The posterior epidural migrated disc herniation at higher lumbar level may be associated with the fused spine as like adjacent segment disease.
Dr. Takuhei Kozaki, Department of Orthopaedic Surgery, Wakayama Medical University 811-1 Kimiidera, Wakayama City, Wakayama 641-8510, Japan. E-mail: t.kozaki@wakayama-med.ac.jp
Introduction: Disc sequestration is well known as a perforation of the fibrous ring and posterior longitudinal ligament, and migration of the fragment to the epidural space.
Case Report: A 62-year-old man complained of increased pain and hypoesthesia and muscle weakness of the left lower limb that had started 1 month before. Magnetic resonance imaging revealed a tumor-like mass at the L2–3 level on the posterior side of the dura. The fragment was strongly adhered to the dural sac and was resected piece by piece. Disc herniation recognized at L2–3 compressed the left L3 nerve root and was removed. The histopathological diagnosis was consistent with a degenerated intervertebral disc. All symptoms improved after the surgery.
Conclusions: There are few reports about the posterior migrated disc herniation at higher lumbar level. It may be associated with fused segments from L4 to the pelvis due to the previous surgery, which impacted the adjacent segment.
Keywords: Posterior epidural disc fragment, spinal tumor mimic, disc herniation, fused spine.
Disc sequestration is well known as a perforation of the fibrous ring and posterior longitudinal ligament, and migration of the fragment to the epidural space. Free fragments gradually migrate within the spinal canal in superior, inferior, and lateral directions [1, 2]. By contrast, posterior epidural migration away from the site of extrusion has been documented rarely. In addition, this pathology is often misidentified on magnetic resonance imaging (MRI) because it mimics several types of posterior epidural disease. In this report, we present a case of posterior epidural migrated lumbar disc herniation at the L2–3 level and focus on this pathology.

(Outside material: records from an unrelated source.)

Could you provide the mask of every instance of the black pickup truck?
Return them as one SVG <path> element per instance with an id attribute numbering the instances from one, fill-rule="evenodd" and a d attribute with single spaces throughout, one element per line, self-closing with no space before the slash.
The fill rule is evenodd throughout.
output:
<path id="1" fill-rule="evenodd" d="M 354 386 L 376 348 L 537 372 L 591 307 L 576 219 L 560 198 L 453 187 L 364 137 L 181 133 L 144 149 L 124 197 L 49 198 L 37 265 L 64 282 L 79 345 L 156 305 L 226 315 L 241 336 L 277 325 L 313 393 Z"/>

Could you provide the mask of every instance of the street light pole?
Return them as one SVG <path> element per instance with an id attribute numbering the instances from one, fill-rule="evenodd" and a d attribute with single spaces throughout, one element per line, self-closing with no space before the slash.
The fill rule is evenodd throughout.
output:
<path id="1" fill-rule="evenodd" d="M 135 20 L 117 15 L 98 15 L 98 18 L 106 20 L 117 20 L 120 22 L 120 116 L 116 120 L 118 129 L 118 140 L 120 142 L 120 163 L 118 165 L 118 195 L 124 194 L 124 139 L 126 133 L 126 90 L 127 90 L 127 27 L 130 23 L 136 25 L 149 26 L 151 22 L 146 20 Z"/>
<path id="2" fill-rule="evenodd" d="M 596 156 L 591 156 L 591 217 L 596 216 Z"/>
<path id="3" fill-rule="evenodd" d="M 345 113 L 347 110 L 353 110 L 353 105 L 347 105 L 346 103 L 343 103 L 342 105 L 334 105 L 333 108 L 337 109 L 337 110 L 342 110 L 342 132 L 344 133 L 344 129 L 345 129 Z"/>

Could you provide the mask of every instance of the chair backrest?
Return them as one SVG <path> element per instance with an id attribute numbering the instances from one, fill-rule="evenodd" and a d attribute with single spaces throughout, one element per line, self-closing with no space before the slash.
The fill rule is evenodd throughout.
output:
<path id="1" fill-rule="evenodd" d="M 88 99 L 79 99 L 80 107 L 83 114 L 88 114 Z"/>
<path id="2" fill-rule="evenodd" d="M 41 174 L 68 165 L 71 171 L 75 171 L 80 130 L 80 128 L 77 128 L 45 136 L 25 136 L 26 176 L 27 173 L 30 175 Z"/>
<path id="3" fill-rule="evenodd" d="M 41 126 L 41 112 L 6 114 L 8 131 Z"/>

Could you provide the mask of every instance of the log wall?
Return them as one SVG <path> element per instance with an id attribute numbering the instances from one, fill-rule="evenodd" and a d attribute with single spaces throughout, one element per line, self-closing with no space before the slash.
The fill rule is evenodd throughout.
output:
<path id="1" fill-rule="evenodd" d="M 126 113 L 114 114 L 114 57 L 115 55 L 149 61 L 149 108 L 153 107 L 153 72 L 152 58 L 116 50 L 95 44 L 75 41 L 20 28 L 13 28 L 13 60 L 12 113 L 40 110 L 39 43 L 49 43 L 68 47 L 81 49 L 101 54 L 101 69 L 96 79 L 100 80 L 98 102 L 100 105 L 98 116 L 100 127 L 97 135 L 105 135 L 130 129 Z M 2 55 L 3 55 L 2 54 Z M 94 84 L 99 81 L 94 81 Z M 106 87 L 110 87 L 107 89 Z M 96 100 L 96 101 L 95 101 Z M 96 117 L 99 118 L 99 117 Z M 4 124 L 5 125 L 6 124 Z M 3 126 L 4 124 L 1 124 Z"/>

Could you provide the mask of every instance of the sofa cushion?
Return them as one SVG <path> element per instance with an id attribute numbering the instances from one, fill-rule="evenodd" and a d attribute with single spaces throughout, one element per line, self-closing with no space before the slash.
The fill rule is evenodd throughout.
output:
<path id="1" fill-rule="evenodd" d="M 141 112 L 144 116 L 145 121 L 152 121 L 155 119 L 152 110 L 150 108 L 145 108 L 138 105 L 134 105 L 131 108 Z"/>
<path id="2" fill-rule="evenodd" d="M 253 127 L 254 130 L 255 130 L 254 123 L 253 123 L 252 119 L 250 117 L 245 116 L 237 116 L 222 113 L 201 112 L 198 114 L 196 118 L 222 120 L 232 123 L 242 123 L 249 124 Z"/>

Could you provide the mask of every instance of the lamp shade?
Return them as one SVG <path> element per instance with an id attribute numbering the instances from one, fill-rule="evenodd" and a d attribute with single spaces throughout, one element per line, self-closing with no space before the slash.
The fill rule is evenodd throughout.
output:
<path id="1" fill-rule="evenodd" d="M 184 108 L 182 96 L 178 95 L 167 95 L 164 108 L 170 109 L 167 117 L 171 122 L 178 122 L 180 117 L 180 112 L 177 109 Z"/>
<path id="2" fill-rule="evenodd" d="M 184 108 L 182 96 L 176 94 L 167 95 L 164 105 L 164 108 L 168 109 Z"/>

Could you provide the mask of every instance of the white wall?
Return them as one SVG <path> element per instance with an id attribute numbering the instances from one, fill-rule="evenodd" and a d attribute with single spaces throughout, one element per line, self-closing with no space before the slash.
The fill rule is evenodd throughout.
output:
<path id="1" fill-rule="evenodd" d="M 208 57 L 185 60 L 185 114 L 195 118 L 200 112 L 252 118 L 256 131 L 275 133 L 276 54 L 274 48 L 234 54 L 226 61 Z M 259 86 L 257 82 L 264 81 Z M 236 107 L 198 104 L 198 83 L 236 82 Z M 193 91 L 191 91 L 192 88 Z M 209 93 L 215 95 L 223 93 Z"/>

A 62-year-old man was admitted to the hospital with a 4-month history of intermittent pain in his lower back and in both thighs and residual urination. He had a history of prior spinal fusion surgery at L5–6. He complained of increased pain and hypoesthesia and muscle weakness of the left lower limb that had started 1 month before. MRI revealed a tumor-like mass at the L2–3 level on the posterior side of the dura. The lesion was hyperdense on T2-weighted and hypointense on T1-weighted images and showed ring enhancement after administration of gadolinium (Gd) (Fig. 1). X-ray and computed tomography showed complete fusion at L5–6 and auto fusion at L4–5 due to the degenerative disc with adjacent segment disease. The L6 vertebra was fused with the sacrum alar through the right transverse process and the sacroiliac joint was fused at both sides. The L1 vertebra was defined as the top of the lumbar vertebra without a rib (Fig. 2). A hemilaminectomy was performed. After the excision of the ligamentum flavum, the extruded disc fragment was readily visible posterolateral to the dural sac. The fragment compressed the dural sac under sonography (Fig. 3). The fragment was strongly adhered to the dural sac and was resected piece by piece. Disc herniation recognized at L2–3 compressed the left L3 nerve root and was removed. After that, the nerve root was loosened. The histopathological diagnosis was consistent with a degenerated intervertebral disc. All symptoms improved after the surgery.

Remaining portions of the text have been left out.